Removing Duplicate Vertices in SQL Server Spatial

Introduction

Vertices are used to define, or shape, linestrings and polygon rings. Two adjacent vertices should be distinct, that is not equal to each other.

But what is equal?

One can take two approaches:

  • Two vertices are equal when their ordinate values are the same given a statement of decimal precision.
  • So, POINT(1.1 1.1) is not equal to POINT(1.1001 1.1) at 6 digits of decimal precision but is equal at 1 digit of decimal precision.

  • Two vertices are equal when the distance between them is less than a supplied amount (tolerance or epsilon).
  • The distance between POINT(1.1 1.1) and POINT(1.1001 1.1) is 0.00009999999999999. As long as the distance value (tolerance or epsilon) is less than this, they vertices are equal.

SQL Server provides two functions that check a geometry object’s validity:

  • STIsValid() and
  • ValidDetailed()

Neither of these will detect duplicate vertices in a LineString or a Polygon ring:

with data as (
select 'LineString' as test, geometry::STGeomFromText('LINESTRING(0 0,1 1,1 1,2 2)',0) as geom
union all
select 'Polygon' as test, geometry::STGeomFromText('POLYGON((0 0,1 0,1 0,1 1,0 1,0 0))',0) as geom
)
select test, a.geom.STIsValid() as isValid, a.geom.IsValidDetailed() as isValidReason
  from data as a

test       isValid isValidReason
LineString 1       24400: Valid
Polygon    1       24400: Valid

Note: In Oracle SDO_GEOMETRY LineStrings and Polygons with duplicate vertices are reported as being in error with PostGIS reports duplicate vertices as valid.

Removing Duplicate Vertices

Even though SQL Server Spatial cannot detect duplicate vertices there are many use cases out there that require duplicate vertices to be removed. One is the conversion of GPS observations in to linestrings.

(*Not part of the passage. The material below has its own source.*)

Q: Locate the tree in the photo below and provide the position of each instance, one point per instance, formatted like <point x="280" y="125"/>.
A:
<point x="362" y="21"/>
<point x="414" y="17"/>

This article introduces two functions which will remove duplicate vertices:

  • STRemoveDuplicatePoints() – Removes duplicate vertices where their ordinates are equal at some statement of precision.
  • STRemoveDuplicatePointsByDistance() – Removes duplicate vertices where they are equal within a supplied distance.

Here are the two functions with examples.

STRemoveDuplicatePoints

Function [dbo].[STRemoveDuplicatePoints] (
  @p_geometry geometry,
  @p_round_xy int = 8,
  @p_round_z  int = 2,
  @p_round_m  int = 2
)
 Returns geometry

Description

This function removes any duplicate vertices in the supplied (and supported) geometry.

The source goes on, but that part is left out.